Não é espantoso. A maioria esmagadora dos portugueses, atrevo-me a dizer - eis uma sondagem que gostava de ver - continua a achar que "fomos os primeiros a abolir" e desconhece totalmente o facto de à escravatura dos negros se ter seguido o trabalho forçado, só formalmente abolido em 1962. Essa realidade do trabalho forçado, que em pouco se distinguia da escravatura, atravessou o final do século XIX, a Primeira República e praticamente todo o Estado Novo. Nas leis, os negros classificados como "indígenas", ou seja a maioria da população de Moçambique, Angola e Guiné, eram excluídos da cidadania e tratados como sub-humanos - constatação que o próprio regime salazarista fez através dos seus documentos internos, como demonstra o historiador José Pedro Monteiro em Portugal e a questão do trabalho forçado (Edições 70, 2018).

A esmagadora maioria dos portugueses, dizia, desconhece estes factos, e desconhece-os não porque eles não estejam amplamente estudados por gerações de historiadores e investigadores académicos, com vasta obra publicada sobre a matéria, mas porque disso pouco tem passado quer para a discussão pública quer, o que é fundamental, para aquilo que se aprende na escola e se lê nos manuais do ensino básico e secundário. E não passa porque haja uma determinação consciente e malévola de mentir, mas porque coletivamente nos apegámos à mistificação.

O problema não é, ao contrário do que se possa crer, exclusivo de pessoas "pouco cultas". Ainda há poucos meses um reputado constitucionalista português me asseverava que o "nosso" regime colonial não foi racista. Quando lhe retorqui com alguns factos básicos - nomeadamente a instituição do trabalho forçado e a lei do indigenato - respondeu-me "era assim também nos outros países". Só ficou sem argumentos quando lhe lembrei que data de 1930 a convenção da Organização Internacional do Trabalho - só ratificada por Portugal em 1956, com prazo de cinco anos para aplicação - obrigando os signatários a acabar com o trabalho forçado no mais curto prazo possível, e que os próprios relatórios dos funcionários coloniais portugueses comparavam, até ao final dos anos 1950, a realidade do trabalho forçado à da escravatura, descrevendo castigos corporais com chicote e grilhetas e chegando a dizer que o primeiro era pior que a segunda, já que nesta ao menos o dono não estava interessado em matar o escravo já que pagara por ele, enquanto no trabalho forçado tanto lhe fazia: se morria pedia outro.
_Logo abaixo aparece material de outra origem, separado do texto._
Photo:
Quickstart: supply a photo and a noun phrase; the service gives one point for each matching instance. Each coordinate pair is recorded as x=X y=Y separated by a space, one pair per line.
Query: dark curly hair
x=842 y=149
A ideia de que "não se pode olhar para a realidade do passado com os olhos de hoje", tão usada a propósito da história imperial e colonial portuguesa, soçobra perante a evidência de que estamos também a falar de coisas que se passaram há menos de 100 anos, quando outros países ocidentais já tinham iniciado a descolonização e quando eram muitas as vozes, inclusive em Portugal e nas colónias, a criticar - e a lutar contra - o que se passava. Muitos dos olhos de então já olhavam aquela realidade como a olhamos hoje, como iníqua, ilegítima e brutal.

E sim, vem todo este grande introito a propósito do discurso de Marcelo neste 25 de abril - um discurso notável, talvez o melhor que já lhe ouvi, e no qual teve a inteligência de sublinhar a sua condição de filho do último ministro das Colónias e de um dos últimos governadores de Moçambique, testemunha privilegiada (em vários sentidos) do ocaso do império e da ditadura colonial.
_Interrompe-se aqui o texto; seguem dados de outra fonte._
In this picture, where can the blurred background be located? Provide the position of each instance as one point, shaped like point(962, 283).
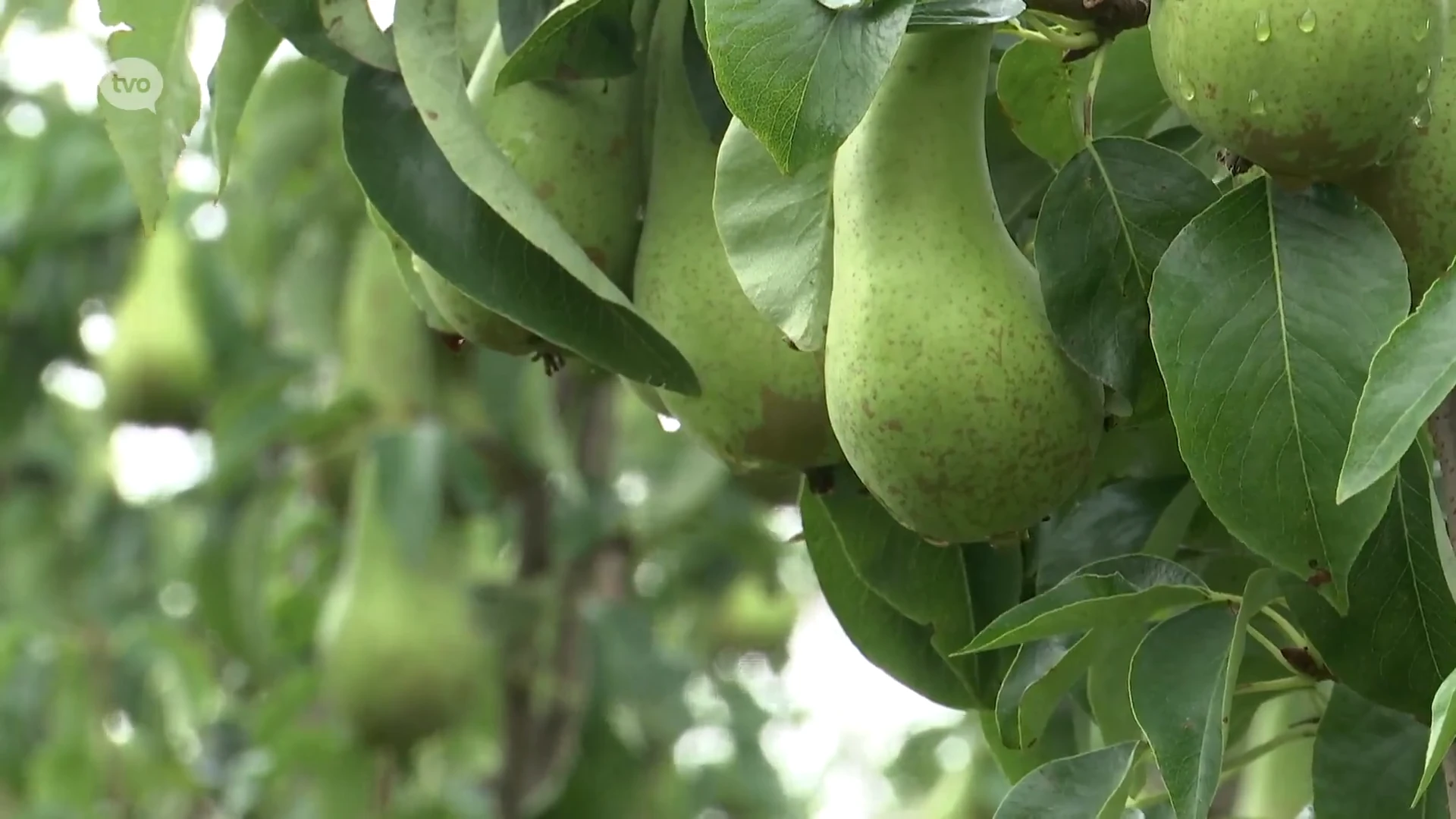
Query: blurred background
point(162, 582)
Esta assunção da sua condição pessoal - que aliás repetiria a seguir num encontro com capitães de Abril e jovens, no qual também fez um discurso muitíssimo interessante - tem um propósito mais ou menos claro: o de demonstrar, e bem, que o 25 de Abril é simultaneamente rutura e continuidade. Como ele, filho de um alto dignitário da ditadura que faria parte da Assembleia Constituinte de 1975 e acabaria duas vezes eleito presidente da democracia, os militares que fizeram o golpe "não vieram de outras galáxias, nem surgiram num ápice daquela madrugada para fazerem história. Traziam já consigo a sua história." E a sua história eram "as suas comissões em África, uma, duas, três, até quatro, (...) tudo em situações em que a linha que separa o viver ou morrer é muito ténue."
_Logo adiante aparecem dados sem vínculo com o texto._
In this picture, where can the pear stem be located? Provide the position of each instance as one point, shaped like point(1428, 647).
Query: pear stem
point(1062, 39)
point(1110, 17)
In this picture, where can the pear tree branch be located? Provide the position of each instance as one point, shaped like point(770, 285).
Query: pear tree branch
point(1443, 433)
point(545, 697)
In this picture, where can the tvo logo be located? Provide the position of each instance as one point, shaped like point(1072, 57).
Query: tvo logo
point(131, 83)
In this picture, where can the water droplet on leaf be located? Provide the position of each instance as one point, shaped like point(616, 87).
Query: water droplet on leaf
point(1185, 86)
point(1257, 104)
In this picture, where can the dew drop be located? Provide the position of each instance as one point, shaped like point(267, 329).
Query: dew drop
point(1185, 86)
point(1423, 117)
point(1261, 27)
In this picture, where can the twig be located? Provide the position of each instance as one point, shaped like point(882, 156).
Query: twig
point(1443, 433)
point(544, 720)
Eram pois os soldados do regime colonial, algozes, ocupantes, matadores, até serem os heróis da libertação. Sabemo-lo, ou devemos sabê-lo - mas saberá Marcelo distinguir entre quem retirou dessa experiência a deliberação de acabar com ela e quem, como Marcelino da Mata, a cujo enterro foi há meses como presidente, ou seja em nome de todos nós, se gabava dos seus crimes nessa guerra e louvava a ditadura?

É que esse é o problema: distinguir. E Marcelo, como a maioria esmagadora dos políticos da democracia, sejam como ele filhos de homens da ditadura ou como António Costa de oposicionistas, têm mostrado dificuldade nessa distinção e nesse olhar para trás, na capacidade de traçar a linha entre o que é admissível e até celebrável e o que deve ser censurado - porque é preciso dizer que houve coisas censuráveis e criminosas, por mais que tenham feito parte de um contexto.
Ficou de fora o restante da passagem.